Other Diagnostic Studies

Kidney biopsy may be performed in the setting of acute renal failure, to provide a definitive diagnosis and sometimes an idea of the prognosis, unless the cause is clear and appropriate screening investigations are reassuringly negative.

Treatment

Surgery

If the cause of the acute renal failure is obstruction of the urinary tract, relief of the obstruction (with a nephrostomy or urinary catheter) may be necessary. Lack of improvement with fluid resuscitation, therapy-resistant hyperkalemia, metabolic acidosis, or fluid overload may necessitate artificial support in the form of dialysis or hemofiltration.
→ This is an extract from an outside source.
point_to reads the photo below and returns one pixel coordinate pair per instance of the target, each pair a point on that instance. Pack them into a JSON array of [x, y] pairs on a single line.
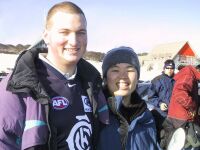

Depending on the cause, a proportion of patients will never regain full renal function, thus having end stage renal failure requiring lifelong dialysis or a kidney transplant.

References

  1. Bywaters EG, Beall D (1941). "Crush injuries with impairment of renal function.". Br Med J (1): 427–32. PMID 9527411. 
  2. Schrier RW, Wang W, Poole B, Mitra A (2004). "Acute renal failure: definitions, diagnosis, pathogenesis, and therapy". J. Clin. Invest. 114 (1): 5–14. PMC 437979Freely accessible. PMID 15232604. doi:10.1172/JCI22353. 
  3. Espinel CH, Gregory AW (1980). "Differential diagnosis of acute renal failure". Clinical Nephrology. 13 (2): 73–7. PMID 7363517. 
  4. Brenner and Rector's The Kidney. Philadelphia: Saunders. 2007. ISBN 1-4160-3110-3.